6. No, no, I know, velocity duly noted. I am saying there is "deferred" velocity. Does that make any sense?

7. Anonymous9:57 AM

Fuller, no one cares about your EMO myspace ranting... If they did, the housing market would not have collapsed.

8. I understand the concept of deferred velocity, but what would be the trigger that would get the flow pumping? Consumer and corporate debt levels are still extemely high. In addition, the FRB can pull cash out of circulation through the banks if it so chooses. (I know that would be politically unfeasible, but it is possible.) You will be right if aggregate supply recovers quickly. I just don't think this will be the case. http://econmom.blogspot.com/2009/01/inflation-risk.html

9. Anonymous11:54 AM

Peppermint is on the right track here.
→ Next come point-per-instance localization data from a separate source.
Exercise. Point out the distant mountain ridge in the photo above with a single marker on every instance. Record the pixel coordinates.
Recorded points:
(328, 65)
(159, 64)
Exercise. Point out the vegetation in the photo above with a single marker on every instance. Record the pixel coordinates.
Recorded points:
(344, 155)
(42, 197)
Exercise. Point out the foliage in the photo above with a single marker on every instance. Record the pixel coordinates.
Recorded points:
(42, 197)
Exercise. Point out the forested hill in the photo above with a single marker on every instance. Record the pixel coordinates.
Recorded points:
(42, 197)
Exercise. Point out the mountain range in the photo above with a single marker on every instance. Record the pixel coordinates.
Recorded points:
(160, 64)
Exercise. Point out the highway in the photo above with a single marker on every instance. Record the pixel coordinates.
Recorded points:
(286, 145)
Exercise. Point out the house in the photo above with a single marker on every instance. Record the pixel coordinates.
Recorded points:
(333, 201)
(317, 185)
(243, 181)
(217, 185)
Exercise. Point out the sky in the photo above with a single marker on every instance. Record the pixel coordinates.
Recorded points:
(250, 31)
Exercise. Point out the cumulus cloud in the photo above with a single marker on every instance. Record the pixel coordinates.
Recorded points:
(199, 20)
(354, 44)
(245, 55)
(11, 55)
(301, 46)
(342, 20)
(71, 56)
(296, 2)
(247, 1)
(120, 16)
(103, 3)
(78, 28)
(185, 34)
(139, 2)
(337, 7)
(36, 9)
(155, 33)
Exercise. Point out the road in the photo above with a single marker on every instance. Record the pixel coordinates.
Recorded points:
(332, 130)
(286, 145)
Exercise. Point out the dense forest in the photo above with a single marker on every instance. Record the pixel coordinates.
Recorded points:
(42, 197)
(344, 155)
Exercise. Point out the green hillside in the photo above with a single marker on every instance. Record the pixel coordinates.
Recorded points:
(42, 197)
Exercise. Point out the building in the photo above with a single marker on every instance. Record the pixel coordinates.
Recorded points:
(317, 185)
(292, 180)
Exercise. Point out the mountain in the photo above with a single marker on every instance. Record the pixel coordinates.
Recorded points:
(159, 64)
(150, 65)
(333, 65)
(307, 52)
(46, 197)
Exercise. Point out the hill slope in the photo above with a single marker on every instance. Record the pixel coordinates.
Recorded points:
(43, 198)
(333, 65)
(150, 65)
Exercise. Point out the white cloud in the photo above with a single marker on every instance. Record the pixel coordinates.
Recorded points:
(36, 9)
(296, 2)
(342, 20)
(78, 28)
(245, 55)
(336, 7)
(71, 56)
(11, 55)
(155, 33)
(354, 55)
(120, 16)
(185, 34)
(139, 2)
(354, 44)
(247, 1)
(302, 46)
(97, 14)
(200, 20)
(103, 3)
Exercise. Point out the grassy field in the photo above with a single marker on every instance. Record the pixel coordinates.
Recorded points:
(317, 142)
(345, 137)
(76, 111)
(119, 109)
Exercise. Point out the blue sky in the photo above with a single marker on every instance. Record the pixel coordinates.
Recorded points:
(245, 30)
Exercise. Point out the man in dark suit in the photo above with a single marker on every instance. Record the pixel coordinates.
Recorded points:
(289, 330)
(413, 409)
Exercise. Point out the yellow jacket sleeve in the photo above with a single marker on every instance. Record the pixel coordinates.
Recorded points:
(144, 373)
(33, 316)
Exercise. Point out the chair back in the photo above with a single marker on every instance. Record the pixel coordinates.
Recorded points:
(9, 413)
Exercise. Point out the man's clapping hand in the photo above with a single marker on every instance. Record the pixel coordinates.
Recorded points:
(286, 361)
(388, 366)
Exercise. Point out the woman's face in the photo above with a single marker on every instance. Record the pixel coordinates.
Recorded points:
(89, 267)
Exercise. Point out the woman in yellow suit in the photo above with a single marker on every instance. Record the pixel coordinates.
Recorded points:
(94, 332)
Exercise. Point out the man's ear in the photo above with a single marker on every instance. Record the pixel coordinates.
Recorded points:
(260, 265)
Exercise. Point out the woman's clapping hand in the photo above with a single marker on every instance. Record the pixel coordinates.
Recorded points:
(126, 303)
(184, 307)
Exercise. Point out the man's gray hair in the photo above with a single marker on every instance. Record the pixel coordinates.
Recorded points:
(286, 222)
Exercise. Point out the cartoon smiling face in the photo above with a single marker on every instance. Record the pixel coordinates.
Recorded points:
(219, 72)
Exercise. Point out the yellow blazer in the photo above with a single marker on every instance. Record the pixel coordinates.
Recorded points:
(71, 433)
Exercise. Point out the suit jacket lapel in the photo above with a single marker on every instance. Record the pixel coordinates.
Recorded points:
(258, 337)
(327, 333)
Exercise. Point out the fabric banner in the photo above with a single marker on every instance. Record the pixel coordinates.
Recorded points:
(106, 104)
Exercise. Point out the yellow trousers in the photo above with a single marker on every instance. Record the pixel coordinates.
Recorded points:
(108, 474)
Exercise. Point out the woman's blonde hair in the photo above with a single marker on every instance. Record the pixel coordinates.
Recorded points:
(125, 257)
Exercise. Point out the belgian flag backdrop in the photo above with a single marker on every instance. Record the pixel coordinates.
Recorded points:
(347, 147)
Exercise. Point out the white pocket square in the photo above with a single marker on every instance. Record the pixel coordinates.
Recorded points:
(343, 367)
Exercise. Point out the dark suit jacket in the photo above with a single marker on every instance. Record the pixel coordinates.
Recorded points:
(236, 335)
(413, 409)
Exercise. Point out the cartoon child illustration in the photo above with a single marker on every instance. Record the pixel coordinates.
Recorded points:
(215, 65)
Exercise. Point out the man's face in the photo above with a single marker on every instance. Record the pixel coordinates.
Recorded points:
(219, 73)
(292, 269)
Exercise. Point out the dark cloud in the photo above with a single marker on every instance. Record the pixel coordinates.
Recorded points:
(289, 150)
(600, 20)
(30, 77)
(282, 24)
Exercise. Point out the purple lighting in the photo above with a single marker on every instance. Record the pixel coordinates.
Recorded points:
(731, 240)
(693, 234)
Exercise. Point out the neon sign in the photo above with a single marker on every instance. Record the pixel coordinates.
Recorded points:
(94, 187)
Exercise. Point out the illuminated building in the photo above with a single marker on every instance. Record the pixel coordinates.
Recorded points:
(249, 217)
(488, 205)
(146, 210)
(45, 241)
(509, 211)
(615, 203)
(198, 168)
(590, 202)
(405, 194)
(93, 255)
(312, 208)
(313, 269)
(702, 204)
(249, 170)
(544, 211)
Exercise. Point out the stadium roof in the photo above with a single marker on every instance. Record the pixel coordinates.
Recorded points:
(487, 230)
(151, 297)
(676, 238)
As they say in driver's ed class, you can break the laws of men, but you can't break the laws of physics. The laws of economics lie somewhere between these. You can appear to break the laws of economics for a while, but eventually they snap back into place, usually giving you a slap on the schnozz in the process.
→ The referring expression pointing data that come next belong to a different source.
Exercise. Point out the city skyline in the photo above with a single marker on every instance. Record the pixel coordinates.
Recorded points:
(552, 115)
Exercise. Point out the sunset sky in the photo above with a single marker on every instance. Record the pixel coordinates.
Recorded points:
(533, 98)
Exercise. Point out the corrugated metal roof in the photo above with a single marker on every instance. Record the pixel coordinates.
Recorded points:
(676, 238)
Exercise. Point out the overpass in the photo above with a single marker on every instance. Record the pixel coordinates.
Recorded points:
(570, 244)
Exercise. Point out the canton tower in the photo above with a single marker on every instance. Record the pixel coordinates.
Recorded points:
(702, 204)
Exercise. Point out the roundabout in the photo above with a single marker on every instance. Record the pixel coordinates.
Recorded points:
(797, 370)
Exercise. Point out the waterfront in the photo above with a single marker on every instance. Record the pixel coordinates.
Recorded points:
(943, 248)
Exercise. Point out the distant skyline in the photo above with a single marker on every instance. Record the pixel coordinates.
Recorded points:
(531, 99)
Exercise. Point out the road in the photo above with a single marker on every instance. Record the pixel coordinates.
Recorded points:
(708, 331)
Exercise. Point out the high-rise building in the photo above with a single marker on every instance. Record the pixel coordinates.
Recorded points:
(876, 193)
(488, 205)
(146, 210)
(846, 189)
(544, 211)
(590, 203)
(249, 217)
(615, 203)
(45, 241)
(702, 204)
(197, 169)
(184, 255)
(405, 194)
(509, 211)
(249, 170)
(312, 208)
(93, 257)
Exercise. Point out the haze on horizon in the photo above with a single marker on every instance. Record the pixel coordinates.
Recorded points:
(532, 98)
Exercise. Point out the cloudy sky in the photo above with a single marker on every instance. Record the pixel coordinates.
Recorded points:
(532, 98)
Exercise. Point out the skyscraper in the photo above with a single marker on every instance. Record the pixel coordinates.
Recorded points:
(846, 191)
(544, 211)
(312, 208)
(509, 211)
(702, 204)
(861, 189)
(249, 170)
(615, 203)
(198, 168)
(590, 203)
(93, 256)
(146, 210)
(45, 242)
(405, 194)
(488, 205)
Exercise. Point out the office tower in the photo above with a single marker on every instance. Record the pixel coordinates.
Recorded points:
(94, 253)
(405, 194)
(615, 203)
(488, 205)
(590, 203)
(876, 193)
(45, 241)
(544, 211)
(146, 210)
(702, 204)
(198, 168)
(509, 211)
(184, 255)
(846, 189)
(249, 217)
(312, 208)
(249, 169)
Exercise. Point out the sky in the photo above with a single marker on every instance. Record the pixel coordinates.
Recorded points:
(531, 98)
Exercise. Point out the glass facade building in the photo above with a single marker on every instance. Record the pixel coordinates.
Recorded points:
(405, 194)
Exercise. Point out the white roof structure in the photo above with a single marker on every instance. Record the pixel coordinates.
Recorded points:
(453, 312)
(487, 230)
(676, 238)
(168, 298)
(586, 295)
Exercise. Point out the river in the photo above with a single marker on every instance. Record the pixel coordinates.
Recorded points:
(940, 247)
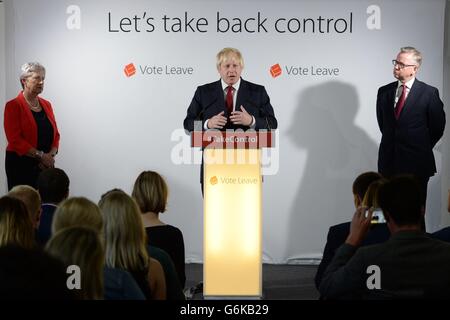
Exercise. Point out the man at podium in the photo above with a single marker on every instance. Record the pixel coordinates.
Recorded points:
(231, 102)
Inflation has only one cause: government, that is to say, politicians. Those same politicians will try to misdirect your attention with loud and frequent condemnation of all and sundry villains: greedy capitalists, oil sheiks, speculators, saboteurs, illegal immigrants, global warming, resource depletion, the phases of the moon. When you hear it start, remember that that the real criminal is standing before you pointing his finger at these others.

10. Anonymous2:55 PM

Captain Capitalism, as an economist, I'm wondering what your thoughts are on www.lastingliberty.com 's lastest post: Behold, Inflation Cometh. The author says in order to address the debt, the government must induce inflation.

11. Ryan Fuller9:16 PM

"Fuller, no one cares about your EMO myspace ranting... If they did, the housing market would not have collapsed."

Emo? How so? I didn't mention my feelings once, or complain about how hard things are for me, or proclaim my love for Dashboard Confessional or Hot Topic or whatever it is emo kids are doing these days.
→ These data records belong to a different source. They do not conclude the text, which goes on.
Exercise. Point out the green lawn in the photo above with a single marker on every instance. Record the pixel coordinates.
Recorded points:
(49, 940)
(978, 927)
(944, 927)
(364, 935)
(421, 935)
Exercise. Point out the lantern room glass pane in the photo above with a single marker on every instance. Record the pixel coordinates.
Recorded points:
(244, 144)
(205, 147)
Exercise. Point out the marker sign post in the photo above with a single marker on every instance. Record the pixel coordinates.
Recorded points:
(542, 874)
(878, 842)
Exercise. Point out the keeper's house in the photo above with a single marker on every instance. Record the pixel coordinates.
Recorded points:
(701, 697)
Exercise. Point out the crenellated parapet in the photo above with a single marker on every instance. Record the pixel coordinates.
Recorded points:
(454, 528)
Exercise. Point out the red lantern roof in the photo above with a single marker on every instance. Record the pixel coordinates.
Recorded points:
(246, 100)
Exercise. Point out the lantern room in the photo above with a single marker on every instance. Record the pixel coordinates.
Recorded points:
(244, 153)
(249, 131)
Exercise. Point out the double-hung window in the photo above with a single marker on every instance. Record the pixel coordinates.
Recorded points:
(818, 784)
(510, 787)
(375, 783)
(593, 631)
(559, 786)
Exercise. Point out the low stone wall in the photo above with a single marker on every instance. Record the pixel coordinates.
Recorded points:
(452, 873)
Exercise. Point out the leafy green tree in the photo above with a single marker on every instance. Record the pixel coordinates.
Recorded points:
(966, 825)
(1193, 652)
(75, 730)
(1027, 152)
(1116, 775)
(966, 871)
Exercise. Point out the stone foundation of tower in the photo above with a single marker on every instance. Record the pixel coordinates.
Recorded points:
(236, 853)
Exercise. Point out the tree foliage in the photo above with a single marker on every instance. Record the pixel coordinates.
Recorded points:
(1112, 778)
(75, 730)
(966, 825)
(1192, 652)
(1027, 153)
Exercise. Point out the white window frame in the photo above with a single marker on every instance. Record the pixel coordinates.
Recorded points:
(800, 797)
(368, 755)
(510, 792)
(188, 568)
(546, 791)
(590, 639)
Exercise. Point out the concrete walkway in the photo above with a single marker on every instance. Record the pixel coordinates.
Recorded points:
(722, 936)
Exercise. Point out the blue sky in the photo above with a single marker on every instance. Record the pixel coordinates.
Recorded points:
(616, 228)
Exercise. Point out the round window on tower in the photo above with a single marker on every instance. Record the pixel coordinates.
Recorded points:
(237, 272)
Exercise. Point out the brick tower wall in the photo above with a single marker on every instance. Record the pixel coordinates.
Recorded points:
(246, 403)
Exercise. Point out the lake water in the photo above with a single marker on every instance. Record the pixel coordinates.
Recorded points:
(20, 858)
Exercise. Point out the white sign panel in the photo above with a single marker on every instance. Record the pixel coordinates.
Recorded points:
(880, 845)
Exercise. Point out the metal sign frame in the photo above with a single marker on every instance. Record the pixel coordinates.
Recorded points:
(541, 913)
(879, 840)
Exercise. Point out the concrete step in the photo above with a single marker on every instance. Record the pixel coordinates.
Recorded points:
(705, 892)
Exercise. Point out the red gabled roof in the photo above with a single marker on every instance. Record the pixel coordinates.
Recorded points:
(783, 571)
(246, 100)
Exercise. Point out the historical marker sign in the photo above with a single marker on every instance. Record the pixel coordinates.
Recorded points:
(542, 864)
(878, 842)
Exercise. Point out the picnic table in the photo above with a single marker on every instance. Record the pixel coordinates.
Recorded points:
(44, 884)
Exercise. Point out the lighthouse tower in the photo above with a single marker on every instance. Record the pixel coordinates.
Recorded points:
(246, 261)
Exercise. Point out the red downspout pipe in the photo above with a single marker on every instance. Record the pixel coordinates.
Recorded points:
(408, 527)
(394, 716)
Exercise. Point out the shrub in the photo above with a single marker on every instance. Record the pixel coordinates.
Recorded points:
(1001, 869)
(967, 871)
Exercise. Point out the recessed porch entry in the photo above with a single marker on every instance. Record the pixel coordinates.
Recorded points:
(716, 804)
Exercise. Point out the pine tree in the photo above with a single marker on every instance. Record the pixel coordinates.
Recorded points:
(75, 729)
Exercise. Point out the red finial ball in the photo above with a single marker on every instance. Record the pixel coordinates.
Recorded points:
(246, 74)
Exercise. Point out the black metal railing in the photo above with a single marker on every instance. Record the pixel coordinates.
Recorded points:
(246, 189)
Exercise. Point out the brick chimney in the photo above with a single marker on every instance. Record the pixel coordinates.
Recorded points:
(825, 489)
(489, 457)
I pointed out that the CPI is a bad measure of inflation. This isn't a revolutionary notion, although it is rather less acknowledged than would be ideal. I also pointed out that if loans go bad, it'll cause a mess for the rest of the economy.

Is it emo if you're right?

12. geoih4:54 AM

"MV=PQ"

And I thought this was a blog about reality. May I suggest you all (re)read your Mises.

13. Ryan Fuller2:17 PM

Geoih, don't be stupid.

MV=PQ can be proven without resorting to empiricism and Austrian writing is loaded with claims tying the price level to the money supply, so I don't see where your Austrian indignation is coming from.

Having spent more than my fair share of time at mises.org, I can say I've got a pretty good grasp of what sort of thing raises Austrian hackles, but watching one get miffed at MV=PQ is certainly a first.

14. PeppermintPanda8:00 PM

I’m sure someone will correct me if they disagree, but I would say introducing inflation as a way to lower debt (and get out of economic trouble) is kind of like burning down your house to collect the insurance money to stave off bankruptcy. In theory, if you assume nothing goes wrong with your plan, it may work out great; but in reality there are multiple highly probable outcomes which are a far worse problem than the one you’re trying to resolve.

Unfortunately, it seems like in order to become someone who can dictate economic policy you have to have given up all attachment to reality; and I’m fairly certain that if a theoretical model can justify high inflation as a resolution to the current economic problems the Federal Reserve will inflate the currency.